Nachdem sie fertig war ,stand sie von Arthurs Liege auf und stöhnte laut.
Dann packte sie die herumliegenden Blutgetränkten Tücher ein, schmiss alle Utensilien die sie nicht mehr benötigte, in die Kiste mit den restlichen Zeug aus dem Arztkoffer und stand auf.

" Bleib auf Abstand klar?
Ich hab keine Lust die Schulter in einer halben Stunde erneut verarzten zu müssen!" sagte sie forsch , warf einen kurzen ,strengen, genervten Blick zu Annie , drückte Arthur 2 Tabletten in die Hand , bevor sie kopfschüttelnd verschwand und die zwei alleine ließ.

Arthur blickte ihr nach, bis sie weit genug entfernt war und sah dann erneut zu Annie hoch.

" Was kann ich für dich tun? " fragte er leise, schmiss sich die Tabletten in den Mund und versuchte, trotz der starken , pochenden Schmerzen, leicht zu lächeln.

Annie blickte neben sich.
Griff nach den Becher Wasser, setze sich langsam neben Arthur auf die Liege und reichte ihm den Becher.

Arthur nahm einen großen Schluck und spülte die schmerzreiz betäubenden weißen Dinger schnell herunter.

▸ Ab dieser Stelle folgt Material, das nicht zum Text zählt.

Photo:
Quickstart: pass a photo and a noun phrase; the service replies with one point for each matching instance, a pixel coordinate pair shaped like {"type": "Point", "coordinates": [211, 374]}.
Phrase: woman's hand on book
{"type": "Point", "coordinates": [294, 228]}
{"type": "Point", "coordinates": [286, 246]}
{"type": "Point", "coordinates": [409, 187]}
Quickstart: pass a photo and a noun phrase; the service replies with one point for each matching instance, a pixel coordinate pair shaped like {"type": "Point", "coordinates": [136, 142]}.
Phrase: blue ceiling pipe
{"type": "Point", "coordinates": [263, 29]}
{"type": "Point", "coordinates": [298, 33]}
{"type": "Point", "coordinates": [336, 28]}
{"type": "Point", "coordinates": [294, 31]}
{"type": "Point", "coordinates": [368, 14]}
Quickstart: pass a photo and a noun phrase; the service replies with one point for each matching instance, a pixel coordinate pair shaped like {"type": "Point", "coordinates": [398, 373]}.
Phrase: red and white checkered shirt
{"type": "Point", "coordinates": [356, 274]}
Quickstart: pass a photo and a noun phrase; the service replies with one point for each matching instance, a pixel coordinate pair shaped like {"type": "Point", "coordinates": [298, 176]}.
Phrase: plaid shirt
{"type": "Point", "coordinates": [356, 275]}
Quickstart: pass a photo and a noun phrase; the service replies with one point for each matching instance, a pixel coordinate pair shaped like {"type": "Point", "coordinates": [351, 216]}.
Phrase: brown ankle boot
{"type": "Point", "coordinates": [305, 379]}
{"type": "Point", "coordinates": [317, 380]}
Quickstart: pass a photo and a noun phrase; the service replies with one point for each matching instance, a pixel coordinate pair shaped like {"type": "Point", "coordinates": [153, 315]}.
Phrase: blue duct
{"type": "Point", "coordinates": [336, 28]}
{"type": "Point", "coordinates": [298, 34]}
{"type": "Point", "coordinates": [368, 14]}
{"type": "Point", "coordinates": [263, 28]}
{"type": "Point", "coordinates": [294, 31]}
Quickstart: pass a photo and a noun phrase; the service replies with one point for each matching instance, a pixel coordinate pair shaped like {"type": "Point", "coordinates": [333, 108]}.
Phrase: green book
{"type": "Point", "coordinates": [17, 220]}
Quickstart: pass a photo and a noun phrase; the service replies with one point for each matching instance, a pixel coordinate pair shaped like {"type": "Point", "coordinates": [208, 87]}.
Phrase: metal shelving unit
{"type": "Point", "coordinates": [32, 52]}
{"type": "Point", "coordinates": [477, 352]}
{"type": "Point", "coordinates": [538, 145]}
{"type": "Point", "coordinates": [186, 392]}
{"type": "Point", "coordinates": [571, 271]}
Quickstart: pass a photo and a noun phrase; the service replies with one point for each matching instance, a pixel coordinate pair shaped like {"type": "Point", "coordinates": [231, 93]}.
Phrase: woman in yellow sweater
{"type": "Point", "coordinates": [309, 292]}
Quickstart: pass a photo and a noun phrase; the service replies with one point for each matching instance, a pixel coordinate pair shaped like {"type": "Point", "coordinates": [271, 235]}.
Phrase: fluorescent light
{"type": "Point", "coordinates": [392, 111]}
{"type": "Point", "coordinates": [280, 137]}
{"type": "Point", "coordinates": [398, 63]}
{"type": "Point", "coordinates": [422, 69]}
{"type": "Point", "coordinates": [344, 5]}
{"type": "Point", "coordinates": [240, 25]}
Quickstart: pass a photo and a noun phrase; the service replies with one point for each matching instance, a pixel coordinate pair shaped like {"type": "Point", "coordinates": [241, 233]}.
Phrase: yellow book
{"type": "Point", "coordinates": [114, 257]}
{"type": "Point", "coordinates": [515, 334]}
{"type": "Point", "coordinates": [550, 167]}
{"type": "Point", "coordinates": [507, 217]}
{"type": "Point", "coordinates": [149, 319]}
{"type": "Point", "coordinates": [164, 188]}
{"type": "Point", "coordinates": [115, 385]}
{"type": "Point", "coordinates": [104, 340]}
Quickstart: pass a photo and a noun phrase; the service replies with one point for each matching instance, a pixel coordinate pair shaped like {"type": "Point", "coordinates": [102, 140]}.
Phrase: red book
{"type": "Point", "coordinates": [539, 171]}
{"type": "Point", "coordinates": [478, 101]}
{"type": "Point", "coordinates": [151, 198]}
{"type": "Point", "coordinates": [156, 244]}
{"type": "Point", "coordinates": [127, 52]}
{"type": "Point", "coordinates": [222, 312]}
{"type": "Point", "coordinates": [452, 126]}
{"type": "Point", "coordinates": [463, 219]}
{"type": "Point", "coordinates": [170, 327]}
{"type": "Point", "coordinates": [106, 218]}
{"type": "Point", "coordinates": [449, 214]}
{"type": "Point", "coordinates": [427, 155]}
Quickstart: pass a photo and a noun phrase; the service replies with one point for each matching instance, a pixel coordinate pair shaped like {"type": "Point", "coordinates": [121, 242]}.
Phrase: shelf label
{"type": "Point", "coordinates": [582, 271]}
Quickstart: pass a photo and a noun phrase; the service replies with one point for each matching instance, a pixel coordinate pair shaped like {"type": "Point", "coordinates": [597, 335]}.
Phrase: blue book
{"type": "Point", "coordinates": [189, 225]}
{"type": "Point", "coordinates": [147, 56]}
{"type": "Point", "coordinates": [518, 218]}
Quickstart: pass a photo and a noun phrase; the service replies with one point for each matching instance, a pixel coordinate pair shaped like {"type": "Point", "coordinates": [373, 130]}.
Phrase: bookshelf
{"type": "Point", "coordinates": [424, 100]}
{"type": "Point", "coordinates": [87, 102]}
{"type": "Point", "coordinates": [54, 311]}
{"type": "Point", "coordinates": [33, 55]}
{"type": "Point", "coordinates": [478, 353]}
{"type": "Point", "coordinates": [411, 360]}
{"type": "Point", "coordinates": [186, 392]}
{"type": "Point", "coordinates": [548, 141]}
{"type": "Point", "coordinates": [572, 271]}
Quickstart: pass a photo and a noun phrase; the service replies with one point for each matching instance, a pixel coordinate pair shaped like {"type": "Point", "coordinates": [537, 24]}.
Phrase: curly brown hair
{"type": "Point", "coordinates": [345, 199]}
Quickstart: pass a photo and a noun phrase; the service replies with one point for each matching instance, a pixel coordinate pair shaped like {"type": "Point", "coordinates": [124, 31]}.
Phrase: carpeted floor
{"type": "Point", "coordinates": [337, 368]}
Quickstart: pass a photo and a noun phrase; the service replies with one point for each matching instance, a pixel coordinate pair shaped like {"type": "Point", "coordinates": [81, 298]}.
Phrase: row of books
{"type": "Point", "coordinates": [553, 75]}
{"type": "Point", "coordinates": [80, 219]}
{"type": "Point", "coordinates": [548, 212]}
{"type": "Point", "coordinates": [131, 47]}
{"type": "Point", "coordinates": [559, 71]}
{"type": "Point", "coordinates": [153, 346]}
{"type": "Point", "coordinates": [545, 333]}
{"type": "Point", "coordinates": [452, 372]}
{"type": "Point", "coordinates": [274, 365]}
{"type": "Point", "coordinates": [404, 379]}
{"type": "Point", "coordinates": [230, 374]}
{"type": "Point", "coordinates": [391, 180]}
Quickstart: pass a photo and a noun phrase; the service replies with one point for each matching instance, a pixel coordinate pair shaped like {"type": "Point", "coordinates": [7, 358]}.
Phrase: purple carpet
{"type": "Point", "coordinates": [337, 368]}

"Also?" fragte er, nachdem Annie ,noch immer schweigend, neben ihm saß und sah fragend zu ihr.

Annies Blick war verlegen nach unten gerichtet.
Auf der Unterlippe herumbeißend, starrte sie auf ihre nackten , schmutzigen Füße, die leicht brennend, im weichen Gras ruhten.

" Ich möchte dir danken...." fing sie zögerlich und leise an zu sprechen.

" Dafür das du mir das Leben gerettet hast...."

Arthur sah ,noch immer fragend ,zu ihr und ließ seine Augen über ihre mit Schmutz behaftete Wange , wandern.

" Dafür musst du mir nicht danken." sagte er liebevoll.

Annie blickte nun endlich auf und sah zu ihm.

" Doch das muss ich.
Ich möchte es." sagte sie leise und schluckte, als sie in seine Augen sah.
Als sie spürte wie ein kleiner Schauder in ihr emporkroch ,so nahe neben ihm.

" Warum bist du weg gerannt ?" fragte Arthur und sein liebevoller Blick veränderte sich zu einem besorgten.

Annie wich diesen schnell wieder aus und sah wieder nach unten auf ihre nackten, kalten ,schmutzigen Füße.

" Wo wolltest du hin? " fragte Arthur weiter .

Annie aber reagierte nicht.

Arthur seufzte leise, beugte sich etwas näher an sie heran.

" Du kannst hier bleiben.
Hier bist du in Sicherheit! " sagte er leise,mit beruhigend tiefer Stimme.

" Das geht nicht." nuschelte Annie unsicher , ihren Kopf noch immer gesenkt, nach unten starrend.

" Ich kann nicht...."

Arthur zog die Augenbrauen zusammen.

" Wieso nicht?
Wo willst du sonst hin?
Und erzähl mir jetzt nicht das du vor hattest zu Colm zurück zu gehen! " sagte er empört.

Annie schluckte.
Sah ihn noch immer nicht an.

"Oder liegt es an mir?" fragte Arthur weiter.

Noch immer keine Antwort.

Vorsichtig berührte er Annies Hand ,welche sie krampfhaft um die Kante der Liege geklammert hatte.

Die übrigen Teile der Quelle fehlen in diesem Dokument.